Not using this Atmos decoder as the channel layouts do not support anything with LC and RC.
You could, of course remap the wides (LW and RW) to L and R, and L and R to LC and RC.
Hi Homer,
Actually, Dolby Atmos is object based, and is designed to be rendered/scaled to the number of supported channels you have in your home system. Several channels are almost always fixed, typically 7.1.2 (the standard 7.1 speakers + one stereo pair of overheads).
While typical AVRs and an upmixer like Penteo use a subset of locations (i.e. 9.1.6, with 7.1+wides, and it doesn't support Lc/Rc as you say), on the Trinnov Altitude, we can define any of the 24 floor speaker and 10 height speaker locations that Dolby Atmos supports (up to 24.1.10). Not 100% sure on this but Storm Audio's implementation might support Lc/Rc as well on their 24 and 32 channel units. I'm an Altitude 32/24 owner, by the way.
So you literally can have a 16 channel system with L/C/R, Ls/Rs, Lrs/Rrs, Lw/Rw wides, and Lc/Rc screen centers and two pairs of heights (i.e. Ltf/Rtf and Rtr/Rtr) if you want. My own system is 13.4.6 (4 subs), and along with the speakers I mentioned above, I also have a pair of front side surrounds (Ls1/Rs1) and another pair of heights at Ltm/Rtm. As far as I know, Trinnov is unique in supporting the entire set of possible speaker locations for Atmos, not just a subset that has been coded for DSP implementation of Atmos.

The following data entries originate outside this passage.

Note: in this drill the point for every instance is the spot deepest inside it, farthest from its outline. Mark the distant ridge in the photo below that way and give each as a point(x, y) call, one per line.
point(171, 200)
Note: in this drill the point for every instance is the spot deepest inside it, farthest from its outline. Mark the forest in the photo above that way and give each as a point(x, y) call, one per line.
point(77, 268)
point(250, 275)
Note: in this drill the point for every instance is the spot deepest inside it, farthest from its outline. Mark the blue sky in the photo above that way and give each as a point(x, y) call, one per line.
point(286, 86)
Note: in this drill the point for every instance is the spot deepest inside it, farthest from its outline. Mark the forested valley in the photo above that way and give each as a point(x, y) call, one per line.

So yes, you can have Lc/Rc playing content that passes through those locations with moving dynamic objects. It's not common, but it exists. Gravity, Hacksaw Ridge, War for the Planet of the Apes, Unbroken, and Oblivion are examples, also Hunter/Killer, Moonfall, Overlord, and among other albums released in Atmos, REM's Automatic for the People. Not home to look into this, but some of the electronica albums on Apple Music mixed in Dolby Atmos use them as well - Yello's Point comes to mind.
It's easy to tell which speakers are activated on the Altitude - there's a Dolby Atmos Object Viewer that you can look at in real time which shows where objects are located, as well as which of your defined speakers are playing. if you don't have Lc/Rc, whatever objects would pass through those location snap back (fold) into the L/C/Rs according to how Atmos operates.
NB: according to the information on the Info tab for speaker constraints on the Altitude, the only requirement on the Atmos layout for having Lc/Rc is to have Ls/Rs, for some reason.